その安心し切った様子に、如月は瞬きをした。

「何だ?」

「いや…意外に子どもを抱いている姿が似合うなと思って…随分お前に懐いている様子だな」

「そうか?」

そのようなことはないと思うが、と首を傾げる泰明の腕から、如月は子どもを引き取る。

幾ら似合うといっても、泰明の細腕に子どもを抱えさせたままでいることに、何とはなしに抵抗を覚えたのだ。

ぐっすりと寝入っている子どもは、幸いにも目覚めなかった。

「取り敢えず、邸に連れて帰るか。きっと腹も空かせているだろう」

「そうだな。一度戻って、お師匠の判断を仰ぐのが良いと思う」

そうして、如月と泰明は並んで歩き出した。

「如月はこのような時刻に、何故鳥辺野へ来たのだ?」

「何故って…」

ふと、泰明が口にした問いに、如月は口籠る。

「つ、使いの帰りだ、父上の!」

「そうか」

泰明は素直に納得したが、如月は逆に、居心地の悪い気分となる。

 

父の言葉を最後まで聞かずに、自ら飛び出してきたというのに、何故、素直に泰明を探しに来たと言えないのか。

出そうになる溜め息をどうにか堪え、如月は腕の中の子どもを見る。

この子どもがもし、本当に孤児なら、泰明に懐いているようでもあるし、父は安倍家で引き取ろうとするかもしれない。

皐月や自分を引き取ったように。

 

そんなことを考えながら、隣を歩く泰明を横目で見る。

沈んだ陽に代わって、辺りを照らし始めた月の光に洗われて、澄んだ瞳や、滑らかな肌、細い髪一本一本までもが、透き通るように輝いている。

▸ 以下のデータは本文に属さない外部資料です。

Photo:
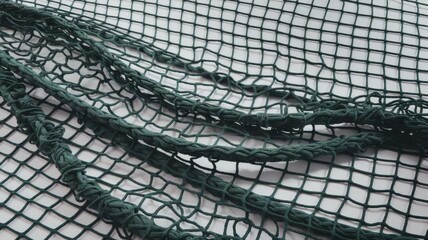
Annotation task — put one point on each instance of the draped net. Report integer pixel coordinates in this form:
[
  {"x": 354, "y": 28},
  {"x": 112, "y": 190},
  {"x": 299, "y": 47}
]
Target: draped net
[{"x": 206, "y": 119}]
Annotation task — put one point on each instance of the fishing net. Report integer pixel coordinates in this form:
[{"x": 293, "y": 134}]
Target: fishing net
[{"x": 209, "y": 119}]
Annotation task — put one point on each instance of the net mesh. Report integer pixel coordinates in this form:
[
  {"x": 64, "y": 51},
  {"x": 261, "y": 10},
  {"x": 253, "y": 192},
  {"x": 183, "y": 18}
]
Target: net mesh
[{"x": 213, "y": 119}]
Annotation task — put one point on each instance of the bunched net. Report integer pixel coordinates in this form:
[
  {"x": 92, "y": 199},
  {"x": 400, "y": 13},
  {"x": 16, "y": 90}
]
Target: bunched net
[{"x": 206, "y": 119}]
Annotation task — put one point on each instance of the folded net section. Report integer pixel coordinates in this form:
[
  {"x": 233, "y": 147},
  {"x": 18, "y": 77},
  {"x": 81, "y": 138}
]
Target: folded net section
[{"x": 262, "y": 59}]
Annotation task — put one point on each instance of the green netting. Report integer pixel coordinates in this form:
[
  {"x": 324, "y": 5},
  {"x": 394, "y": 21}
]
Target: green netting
[{"x": 213, "y": 119}]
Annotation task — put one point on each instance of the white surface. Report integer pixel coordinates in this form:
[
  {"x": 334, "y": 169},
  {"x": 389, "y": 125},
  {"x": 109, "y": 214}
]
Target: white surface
[{"x": 345, "y": 178}]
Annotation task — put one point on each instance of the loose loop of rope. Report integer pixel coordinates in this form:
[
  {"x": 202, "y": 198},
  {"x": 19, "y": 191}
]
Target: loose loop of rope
[{"x": 50, "y": 142}]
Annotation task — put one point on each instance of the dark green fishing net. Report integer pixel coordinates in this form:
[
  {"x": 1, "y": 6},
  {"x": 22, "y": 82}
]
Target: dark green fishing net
[{"x": 213, "y": 119}]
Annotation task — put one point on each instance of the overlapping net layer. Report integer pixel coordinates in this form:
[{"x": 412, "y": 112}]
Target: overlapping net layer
[{"x": 213, "y": 119}]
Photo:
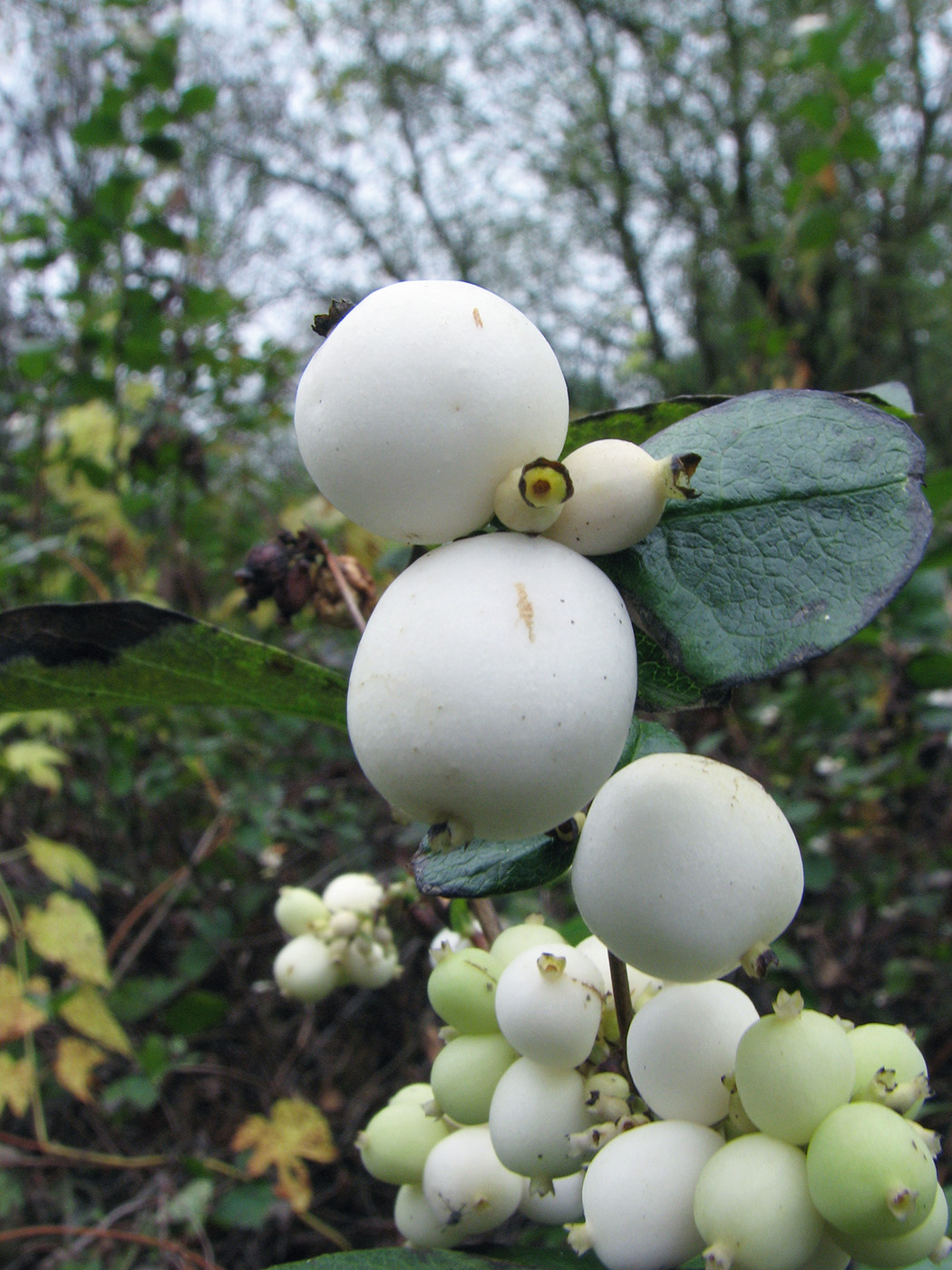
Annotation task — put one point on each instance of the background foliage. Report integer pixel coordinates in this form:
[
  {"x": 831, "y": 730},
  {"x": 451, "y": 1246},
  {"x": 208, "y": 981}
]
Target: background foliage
[{"x": 714, "y": 200}]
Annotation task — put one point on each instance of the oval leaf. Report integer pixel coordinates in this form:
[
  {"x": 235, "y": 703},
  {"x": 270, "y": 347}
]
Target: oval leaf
[
  {"x": 135, "y": 654},
  {"x": 491, "y": 867},
  {"x": 811, "y": 516}
]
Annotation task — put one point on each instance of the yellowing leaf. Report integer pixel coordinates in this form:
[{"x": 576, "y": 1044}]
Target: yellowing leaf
[
  {"x": 61, "y": 863},
  {"x": 65, "y": 931},
  {"x": 86, "y": 1012},
  {"x": 15, "y": 1083},
  {"x": 18, "y": 1016},
  {"x": 37, "y": 761},
  {"x": 73, "y": 1064},
  {"x": 295, "y": 1132}
]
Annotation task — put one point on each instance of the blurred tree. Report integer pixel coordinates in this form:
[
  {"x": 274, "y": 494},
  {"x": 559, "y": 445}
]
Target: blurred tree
[
  {"x": 759, "y": 192},
  {"x": 126, "y": 381}
]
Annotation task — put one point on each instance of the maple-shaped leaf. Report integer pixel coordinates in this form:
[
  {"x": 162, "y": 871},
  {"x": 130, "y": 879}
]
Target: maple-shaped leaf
[
  {"x": 296, "y": 1130},
  {"x": 61, "y": 863},
  {"x": 65, "y": 931},
  {"x": 15, "y": 1083},
  {"x": 86, "y": 1012},
  {"x": 73, "y": 1064},
  {"x": 18, "y": 1015}
]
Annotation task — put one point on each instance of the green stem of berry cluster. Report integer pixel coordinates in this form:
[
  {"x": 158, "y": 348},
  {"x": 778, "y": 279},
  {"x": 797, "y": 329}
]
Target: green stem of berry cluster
[{"x": 624, "y": 1011}]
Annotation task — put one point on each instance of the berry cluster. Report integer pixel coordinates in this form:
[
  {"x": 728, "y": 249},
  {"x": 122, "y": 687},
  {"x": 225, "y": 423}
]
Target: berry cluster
[
  {"x": 763, "y": 1143},
  {"x": 491, "y": 694},
  {"x": 339, "y": 937}
]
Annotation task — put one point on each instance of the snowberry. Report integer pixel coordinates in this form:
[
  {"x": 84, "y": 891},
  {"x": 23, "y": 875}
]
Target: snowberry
[
  {"x": 869, "y": 1171},
  {"x": 419, "y": 1225},
  {"x": 466, "y": 1072},
  {"x": 396, "y": 1142},
  {"x": 494, "y": 686},
  {"x": 753, "y": 1206},
  {"x": 305, "y": 969},
  {"x": 530, "y": 498},
  {"x": 465, "y": 1184},
  {"x": 298, "y": 910},
  {"x": 928, "y": 1240},
  {"x": 370, "y": 962},
  {"x": 619, "y": 492},
  {"x": 685, "y": 867},
  {"x": 419, "y": 403},
  {"x": 549, "y": 1005},
  {"x": 355, "y": 893},
  {"x": 535, "y": 1111},
  {"x": 793, "y": 1067},
  {"x": 524, "y": 935},
  {"x": 681, "y": 1045},
  {"x": 889, "y": 1067},
  {"x": 462, "y": 990},
  {"x": 637, "y": 1197}
]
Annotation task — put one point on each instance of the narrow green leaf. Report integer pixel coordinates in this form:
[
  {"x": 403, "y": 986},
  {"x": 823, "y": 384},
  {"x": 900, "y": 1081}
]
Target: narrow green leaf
[
  {"x": 811, "y": 517},
  {"x": 130, "y": 653},
  {"x": 491, "y": 867},
  {"x": 649, "y": 738}
]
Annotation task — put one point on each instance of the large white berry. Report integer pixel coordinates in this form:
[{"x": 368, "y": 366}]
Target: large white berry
[
  {"x": 418, "y": 404},
  {"x": 681, "y": 1045},
  {"x": 494, "y": 686},
  {"x": 685, "y": 867},
  {"x": 535, "y": 1111},
  {"x": 549, "y": 1005},
  {"x": 619, "y": 492},
  {"x": 465, "y": 1184},
  {"x": 637, "y": 1197}
]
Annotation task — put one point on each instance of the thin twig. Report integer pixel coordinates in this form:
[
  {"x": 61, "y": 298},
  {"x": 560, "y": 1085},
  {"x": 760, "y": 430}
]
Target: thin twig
[
  {"x": 209, "y": 841},
  {"x": 149, "y": 1241},
  {"x": 346, "y": 591},
  {"x": 485, "y": 913}
]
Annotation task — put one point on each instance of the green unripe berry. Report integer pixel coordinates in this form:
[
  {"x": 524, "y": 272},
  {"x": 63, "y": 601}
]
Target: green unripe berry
[
  {"x": 889, "y": 1067},
  {"x": 298, "y": 910},
  {"x": 927, "y": 1240},
  {"x": 792, "y": 1069},
  {"x": 396, "y": 1142},
  {"x": 524, "y": 935},
  {"x": 462, "y": 990},
  {"x": 466, "y": 1072},
  {"x": 753, "y": 1206},
  {"x": 869, "y": 1171}
]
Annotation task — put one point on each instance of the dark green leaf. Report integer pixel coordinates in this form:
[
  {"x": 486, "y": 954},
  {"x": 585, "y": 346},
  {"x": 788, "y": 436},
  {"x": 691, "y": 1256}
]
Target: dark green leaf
[
  {"x": 491, "y": 867},
  {"x": 635, "y": 423},
  {"x": 649, "y": 738},
  {"x": 135, "y": 654},
  {"x": 162, "y": 148},
  {"x": 664, "y": 686},
  {"x": 811, "y": 516}
]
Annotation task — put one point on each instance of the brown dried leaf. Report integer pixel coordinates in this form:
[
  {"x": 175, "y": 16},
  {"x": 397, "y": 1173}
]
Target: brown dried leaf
[
  {"x": 295, "y": 1132},
  {"x": 15, "y": 1083},
  {"x": 86, "y": 1012},
  {"x": 65, "y": 931},
  {"x": 73, "y": 1067},
  {"x": 61, "y": 863},
  {"x": 18, "y": 1016}
]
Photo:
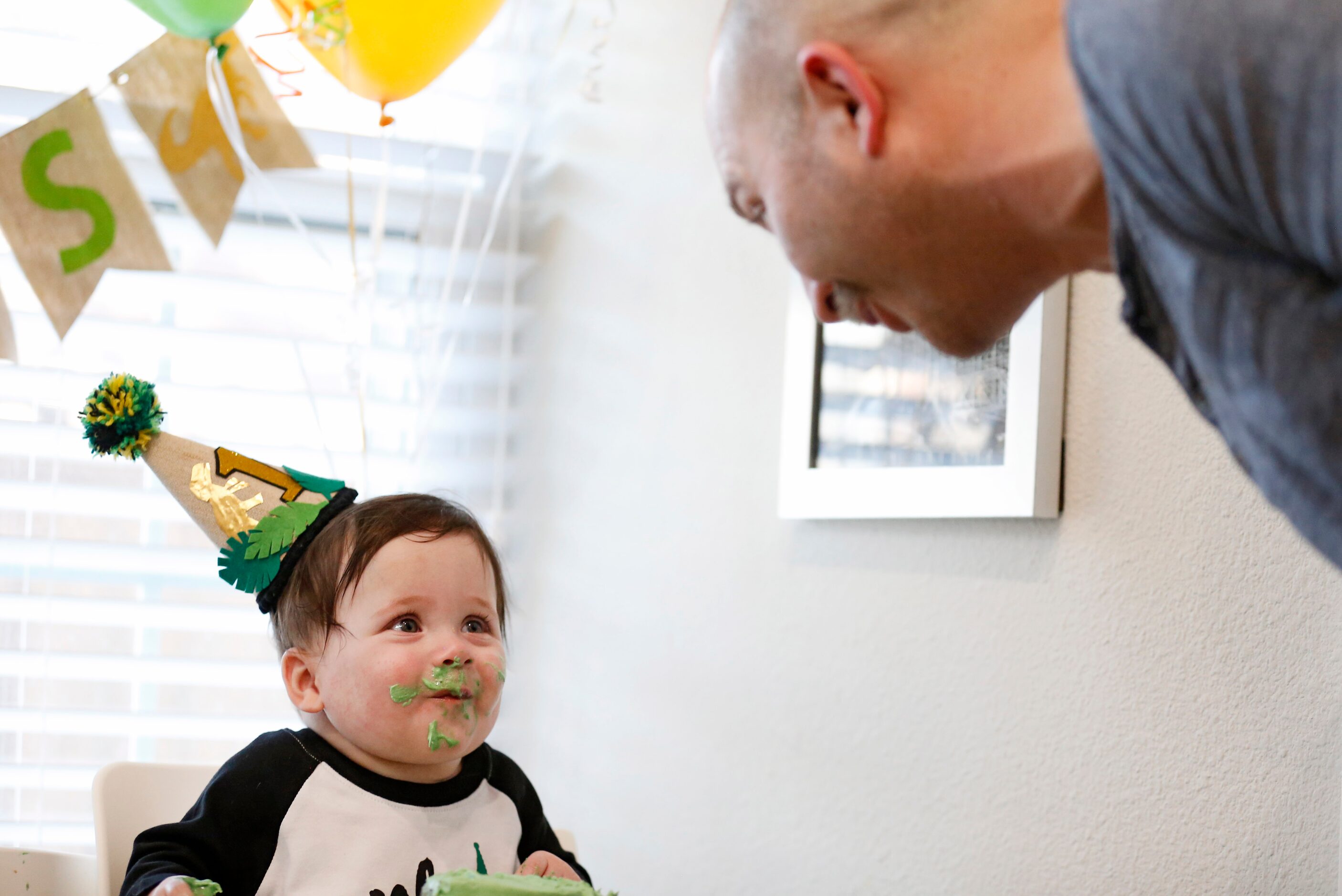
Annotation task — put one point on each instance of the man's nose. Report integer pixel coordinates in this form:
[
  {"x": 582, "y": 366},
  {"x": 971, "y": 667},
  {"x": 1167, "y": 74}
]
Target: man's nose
[{"x": 822, "y": 294}]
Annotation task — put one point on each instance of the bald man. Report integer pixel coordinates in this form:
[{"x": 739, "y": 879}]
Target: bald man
[{"x": 936, "y": 164}]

高まる己の鼓動に気付かない振りをして、如月は目が合う前に、泰明から視線を逸らした。

 


終わりです!
一応ほのぼの話のつもりで書いたのですが…あれ、ほのぼのになってない?
補足(蛇足?)となりますが、やっすんが拾ってきた子どもは、如月の予想通り、安倍家の養子となります。
これで、お師匠の長男(吉平。ここでは如月)が、
つぐりんを作ったというオフィシャル設定と合わせることが出来たということで。
別に無理に合わせる必要はないんですけど(苦笑)、これは無理なく合わせられるかなと思ったので。
やっすんについては、恒例のお召し替えが書いてて愉しかったです♪
オフィシャルでは、やっすんは殆どお衣裳変えがありませんからね
(舞一夜ゲームと、コミック3巻辺りの蘭の呪詛を祓ったときぐらいか?あと、カラーイラストで若干…)、
勿論オフィシャルの黒白狩衣も可愛くて好きですが、もっと愛しの姫を着飾らせたいという欲求から、
このシリーズの隠れコンセプトは生まれました(笑)。
ちなみに、これはホントに蛇足ですが、やっすんが指貫を穿かせられる(笑)のは基本的に邸にいる時だけです。
お出掛けする時は、動きやすいよう、オフィシャル衣裳のようなズボン状の細身の袴(?)で。
指貫は殿上人(五位以上?)しか着用しないようなんですが…気にしない!!(笑)
だって、穿かせてみたかったんだもの!!可愛いから♪(断定)
狩衣の下を単にするか、衵その他にするかも毎回悩むのですが(苦笑)、オフィシャルに合わせて単で(単の下は小袖で)。
あと、書いてて愉しかったのは、子どもを抱っこするやっすんと、
体育座りをする(笑)やっすん♪ってやっすんばっかり(笑)。
…と斯様に本人は拘りつつ愉しく書きましたが、御覧下さった方も愉しんで下さったかは謎…
リクエスト下さった方々の期待に添えないものでしたら、申し訳ない(汗)。